The Voice-Controlled, Face Recognizing, Drone Journey – Part 7

Total Shares

Introduction to the Drone Journey

Text to Speech

This post is the eighth post in documenting the steps I went through on my journey to build an autonomous, voice-controlled, face recognizing drone. There are 7 other posts building up to this one which you can find at the end of this post.

Focus of this post

This post is going to make use of another of the APIs offered by Microsoft Cognitive Services – the Bing Speech API. Back in post 4, seems a long time ago now, I explained how to sign up for the various services and get the API key.

You will need to go back now and ensure you copy the BING Speech API key as we will use that in our next steps.

By the end of this post we will have the drone speaking to us when it lands.

Some history and thanks!

In trying to work out how to make use of the Bing Speech API I spent a lot of time on the documentation page. I also found my way to the samples hosted here (since updated from when I first went there).

I used the sample code that was originally there to successfully make a call to the Bing Speech  API Service. I was getting data back but no matter what I tried I could simply not get the returned file to play once it was returned in the node.js world.

At that time I again reached out to my fellow Microsoft Colleagues who took a look at what might be going on. I want to give a shout out here to Song Li  especially and also to  Sheng Yhao and Xin Dong (plus some other people that helped me reach them – you know who you are). Song Li jumped in and helped out ultimately adjusting the online node.js sample based on my experience.

There were a few things I tried before I contacted Song Li:

  1. In the original sample the WAV file was being returned but there was no playback code. I tried to write the file to disk and play it separately using a media player, which showed me things were not working, before also trying to send it directly to the speaker (once I had worked out how to get that package to actually install – more on that later).
  2. With that not working I also played around with adjusting the output format encoding to see if that helped. Adjusting the encoding made no difference.

It turns out the issue with my node code was a relatively simple one. Basically the post method encoding needed setting to null so that the response buffer comes back in utf8. I would never have found that but for the help of Song Li.  If you do not understand then don’t worry. The point is a subtle change makes all the difference to what comes back but I wanted to share my pain here :).

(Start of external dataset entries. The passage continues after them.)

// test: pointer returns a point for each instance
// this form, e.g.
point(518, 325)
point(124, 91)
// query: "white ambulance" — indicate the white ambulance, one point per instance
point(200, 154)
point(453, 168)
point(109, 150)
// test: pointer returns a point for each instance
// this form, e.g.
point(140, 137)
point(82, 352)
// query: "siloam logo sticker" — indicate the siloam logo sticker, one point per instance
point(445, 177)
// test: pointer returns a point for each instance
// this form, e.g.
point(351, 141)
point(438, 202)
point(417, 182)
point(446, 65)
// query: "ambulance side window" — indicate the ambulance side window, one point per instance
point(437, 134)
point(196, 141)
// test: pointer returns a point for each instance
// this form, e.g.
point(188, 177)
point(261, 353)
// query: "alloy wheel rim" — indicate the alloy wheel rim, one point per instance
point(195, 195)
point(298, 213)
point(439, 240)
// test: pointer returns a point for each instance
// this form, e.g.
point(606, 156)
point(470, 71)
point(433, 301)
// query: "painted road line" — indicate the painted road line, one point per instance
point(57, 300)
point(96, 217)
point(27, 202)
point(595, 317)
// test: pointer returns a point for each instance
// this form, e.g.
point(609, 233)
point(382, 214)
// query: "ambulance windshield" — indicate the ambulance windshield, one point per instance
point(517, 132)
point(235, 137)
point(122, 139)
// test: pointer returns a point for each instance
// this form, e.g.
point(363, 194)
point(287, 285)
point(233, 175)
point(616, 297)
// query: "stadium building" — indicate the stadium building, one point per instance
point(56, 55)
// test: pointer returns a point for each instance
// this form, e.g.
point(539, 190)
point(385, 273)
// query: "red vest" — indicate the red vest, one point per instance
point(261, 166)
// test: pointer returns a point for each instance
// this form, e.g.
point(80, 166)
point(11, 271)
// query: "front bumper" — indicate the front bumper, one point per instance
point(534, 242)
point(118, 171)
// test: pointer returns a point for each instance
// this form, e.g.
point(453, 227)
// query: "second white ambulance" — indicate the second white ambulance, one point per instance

Based on that exchange Song Li has now updated the node.js samples you find here to not only include the encoding option but also to use the speaker package (when you finally manage to install it) to play back the returned WAV file bringing it to parity with what I was doing. Had I had that to start with it would have been super quick.

Installing Packages

To use the code we are going to copy you need to install some new packages. We will be making use of the request package, the xmlbuilder package, the wav package and the speaker package.

To use them you must first install them. This means going into the command console, changing to the C:\Development\Drone directory and then executing these commands. We will look at speaker separately as I had a lot of problems getting that to install.

npm install request -save
npm install xmlbuilder
npm install wav
Looking specifically at the speaker package

Installing the speaker package will be troublesome for many people who might lack certain things. I used at least half a day on this issue. The speaker package is built at install time on your computer.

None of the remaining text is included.